Mobile and Wearable Device Examination
With the arrival of 5G technology, the increasing popularity of fitness trackers and smart watches, and growth in other “wearable tech”, the amount of data being collected is increasing at an unprecedented rate. And whilst many consumers might consider this data to be “private” that is no-longer necessarily true. And for the law enforcement or corporate IT community, access to this information could be vital in the successful capture and prosecution of those with criminal intent, or during misconduct proceedings.
Since May 2017, OpenText™ EnCase™ Forensic and OpenText™ EnCase™ Endpoint Investigator have included the ability to analyse many mobile devices including those running Android and Apple iOS. At the same time, OpenText launched OpenText™ EnCase™ Mobile Investigator, giving users specific functionality which is crucial for examination of mobile devices, including:
- Mobile-specific reporting features
- Optical Character Recognition (OCR) to allow textual searches within (for example) images and pictures
- In built SQLite viewing capabilities
By using both EnCase Mobile Investigator alongside EnCase Forensic and EnCase Endpoint Investigator, investigators have been able to successfully examine and research acquired data on Apple iOS device, highlighting the importance of having access to multiple forensic products.
In a recent example relating to Mobile Safari internet browsing activity, EnCase Mobile Investigator can present the current internet history – and the last state of the browser in terms of tabs open in the web browser – in tabular form.
Using the in-built SQLite viewing capabilities of EnCase Mobile Investigator, examination of the supporting databases was conducted and indicated some of the tabs had been viewed using the Private mode. Subsequently, additional data was identified that could verify website information for those Private tabs.
Using the flexibility and power of EnScript programs within EnCase Forensic, the encoded data was extracted and subsequently parsed (using SQLite BLOB extractor and plist parser EnScript programs).
Hence, the combination of the two EnCase products provided a streamlined examination of automated output relating to internet activity, but also ‘deep-dive’ functionality to expose additional information, including some Private internet activity.
Currently, the forensic examination of data relating to Apple Watch is limited in terms of automation.

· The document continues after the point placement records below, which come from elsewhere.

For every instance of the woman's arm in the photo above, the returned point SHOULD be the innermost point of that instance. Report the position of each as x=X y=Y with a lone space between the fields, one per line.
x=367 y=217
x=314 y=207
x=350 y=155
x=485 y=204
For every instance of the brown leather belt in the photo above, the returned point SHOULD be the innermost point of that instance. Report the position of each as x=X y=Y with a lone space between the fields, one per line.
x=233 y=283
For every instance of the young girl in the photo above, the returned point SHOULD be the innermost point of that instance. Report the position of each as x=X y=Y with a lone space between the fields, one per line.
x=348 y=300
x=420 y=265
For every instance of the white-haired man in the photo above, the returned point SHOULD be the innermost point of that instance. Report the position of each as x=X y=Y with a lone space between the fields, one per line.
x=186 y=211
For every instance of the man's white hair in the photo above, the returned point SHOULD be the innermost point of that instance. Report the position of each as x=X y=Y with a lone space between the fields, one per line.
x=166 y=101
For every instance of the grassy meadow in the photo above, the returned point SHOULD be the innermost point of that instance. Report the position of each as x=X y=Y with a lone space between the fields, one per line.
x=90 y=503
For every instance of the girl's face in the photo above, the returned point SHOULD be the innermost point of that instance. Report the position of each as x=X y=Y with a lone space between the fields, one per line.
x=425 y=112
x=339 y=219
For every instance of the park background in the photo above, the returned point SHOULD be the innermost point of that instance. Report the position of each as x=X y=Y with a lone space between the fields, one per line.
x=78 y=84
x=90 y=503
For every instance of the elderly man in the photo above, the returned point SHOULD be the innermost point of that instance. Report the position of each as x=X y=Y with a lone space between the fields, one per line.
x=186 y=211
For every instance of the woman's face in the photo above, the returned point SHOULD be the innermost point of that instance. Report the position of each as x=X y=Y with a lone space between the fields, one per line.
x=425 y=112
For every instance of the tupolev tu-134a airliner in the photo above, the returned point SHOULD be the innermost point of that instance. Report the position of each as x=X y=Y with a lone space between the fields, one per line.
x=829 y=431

However, backup data can exist on the paired handset, as well as in Apple Health.
Following an acquisition of an Apple iPhone with encrypted backups, EnCase software can – with the relevant passwords – decrypt the Apple Health data fed by an Apple Watch. Using similar techniques to those as mentioned, the recorded heart rate can be identified, indicating workout information or daily activity records.
Finally, using a direct Apple Health export from the iPhone, detailed location data was identified. Using the single file feature of EnCase Forensic, a custom EnScript program was used to create a KML file that could be opened in Google Earth, showing the route taken during the workout.
Similar information has also been identified for a Fitbit Ionic, with location information recorded in a supporting application and database.